|7/20/12 The first sketch in my Pentalic landscape sketchbook.|
If you’ve kept up with my blog over time, it might seem like I’ve tried a lot of different sketchbooks and switch around frequently, but in fact, except for occasional dalliances, I’ve been stable for quite some time. I do simultaneously use a number of different sketchbooks and notebooks, but that’s because each has a different purpose. And while I choose from a variety of sketchbooks when at my desk (different papers, sizes and formats for different needs), all of the on-location sketches in my ongoing series of handbound, daily-carry sketchbooks are made and kept in chronological order. That chronological continuity appeals to me. The books have become a metaphor for life – each page turned is like one day following the next.
The one exception to that chronology is a landscape-format Pentalic watercolor sketchbook that I began about a year after I started sketching. At the time, I knew that a lot of watercolor-using urban sketchers preferred it, so I had picked one up, but frankly, I didn’t know enough about watercolors to take advantage of the fine quality paper in it. It turns out I didn’t know much about landscape-format books, either.
The very first sketch in it, dated July 20, 2012, was made at Phinney Farmers Market on one side of the page spread (top of post). Another sketch made a few days later is in ink only, again on one side of the spread (above). In a sketch dated Jan. 3, 2013 (below), I dabbled with a straight-to-watercolor technique in a sketch of a pickup truck – yet again not taking advantage of the landscape book’s format.
|1/3/13 Green Lake parking lot|
When open, a landscape-format book can be awkward and unwieldy to hold, especially while standing, and I realized that it didn’t make sense to use it unless I was planning to take advantage of a full page spread. In addition, the Pentalic 140-pound paper is relatively toothy, so if I wasn’t planning to add watercolor, it wasn’t a pleasing surface for fountain pens. Eventually I figured all of this out and decided to save the sketchbook only for times when I anticipated being in a place where broad landscapes and skylines or tall narrow objects might make the format useful. I also always bring it with me when I travel.
|6/28/13 Seattle skyline|
In June 2013 I used the Pentalic for a skyline view of downtown Seattle from Jack Block Park. In 2014 we went to Cannon Beach for the first time since I began sketching, and the landscape format came in very handy. A year later in Arles, France, the Pentalic was ideal for an obelisk I sketched in a town square. A few months later I went to the West Coast Sketch Crawl in San Diego, and the landscape format was required for the commanding size of the USS Midway. In November that same year, the Tokyo Tower, too, demanded a long, skinny page.

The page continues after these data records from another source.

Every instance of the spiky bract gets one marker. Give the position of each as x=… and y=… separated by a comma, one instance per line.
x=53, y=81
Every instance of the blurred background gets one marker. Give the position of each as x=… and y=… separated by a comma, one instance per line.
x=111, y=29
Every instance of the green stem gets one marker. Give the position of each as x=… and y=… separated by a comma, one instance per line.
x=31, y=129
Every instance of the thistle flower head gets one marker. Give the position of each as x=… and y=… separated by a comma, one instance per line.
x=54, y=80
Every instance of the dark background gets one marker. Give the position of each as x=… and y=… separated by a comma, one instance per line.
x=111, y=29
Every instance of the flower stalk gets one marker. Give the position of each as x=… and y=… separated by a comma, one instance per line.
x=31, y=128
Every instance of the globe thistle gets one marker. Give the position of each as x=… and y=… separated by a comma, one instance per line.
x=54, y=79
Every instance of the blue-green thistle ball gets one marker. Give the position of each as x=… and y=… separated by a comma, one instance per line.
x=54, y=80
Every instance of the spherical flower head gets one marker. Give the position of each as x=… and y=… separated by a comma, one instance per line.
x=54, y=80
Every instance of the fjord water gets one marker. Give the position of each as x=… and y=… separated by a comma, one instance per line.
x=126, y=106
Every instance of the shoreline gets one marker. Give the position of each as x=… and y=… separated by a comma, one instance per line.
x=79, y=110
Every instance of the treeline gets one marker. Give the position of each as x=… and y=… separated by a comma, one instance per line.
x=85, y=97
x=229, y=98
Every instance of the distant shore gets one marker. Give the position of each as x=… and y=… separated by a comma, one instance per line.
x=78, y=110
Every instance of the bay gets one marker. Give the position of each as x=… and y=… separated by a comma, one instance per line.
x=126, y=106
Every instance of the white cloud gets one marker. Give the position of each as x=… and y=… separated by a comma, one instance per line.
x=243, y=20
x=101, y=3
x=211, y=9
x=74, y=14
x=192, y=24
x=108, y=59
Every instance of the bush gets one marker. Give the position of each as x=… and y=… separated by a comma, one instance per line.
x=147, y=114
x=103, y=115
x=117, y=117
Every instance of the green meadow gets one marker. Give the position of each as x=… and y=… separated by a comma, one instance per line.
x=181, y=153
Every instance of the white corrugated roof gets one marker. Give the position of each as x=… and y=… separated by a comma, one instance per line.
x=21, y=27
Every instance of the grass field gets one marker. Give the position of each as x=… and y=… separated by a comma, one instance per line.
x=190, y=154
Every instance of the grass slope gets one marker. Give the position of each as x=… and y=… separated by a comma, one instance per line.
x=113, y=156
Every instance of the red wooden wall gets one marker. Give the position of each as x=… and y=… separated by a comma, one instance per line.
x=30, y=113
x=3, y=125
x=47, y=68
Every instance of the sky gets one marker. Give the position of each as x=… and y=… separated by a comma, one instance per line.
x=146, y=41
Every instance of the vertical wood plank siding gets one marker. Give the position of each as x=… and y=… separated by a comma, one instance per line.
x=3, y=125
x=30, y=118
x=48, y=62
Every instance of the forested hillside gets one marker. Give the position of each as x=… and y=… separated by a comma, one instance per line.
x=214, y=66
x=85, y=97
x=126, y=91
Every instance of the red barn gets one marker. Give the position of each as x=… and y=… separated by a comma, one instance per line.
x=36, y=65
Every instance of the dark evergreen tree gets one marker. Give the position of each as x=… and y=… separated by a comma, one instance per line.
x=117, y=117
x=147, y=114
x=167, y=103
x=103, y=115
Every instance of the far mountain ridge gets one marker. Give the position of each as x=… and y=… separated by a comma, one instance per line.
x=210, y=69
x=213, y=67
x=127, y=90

|5/19/14 Cannon Beach, Oregon|
|8/9/15 USS Midway, San Diego|
I finally came to the last page spread in the Pentalic while I was in Bath, UK, and the tall-spired St. Michael’s Without Church was just right for it.
|5/13/15 Arles, France|
|11/7/15 Tokyo Tower|
Unique among my many sketchbooks, the landscape Pentalic has become a retrospective of four years of sketching all in one volume – the only book that covers a span of that duration. As much as I appreciate chronology, I love looking through this slim, 48-page sketchbook and seeing the various scenes I’ve sketched, places I’ve visited and especially how my sketching skills and style have grown.
I just bought a new landscape-format book – this time a Stillman & Birn softcover Beta. As before, I’m going to use it only when the format is called for, so it will take a while to fill. Someday I’ll have another retrospective volume.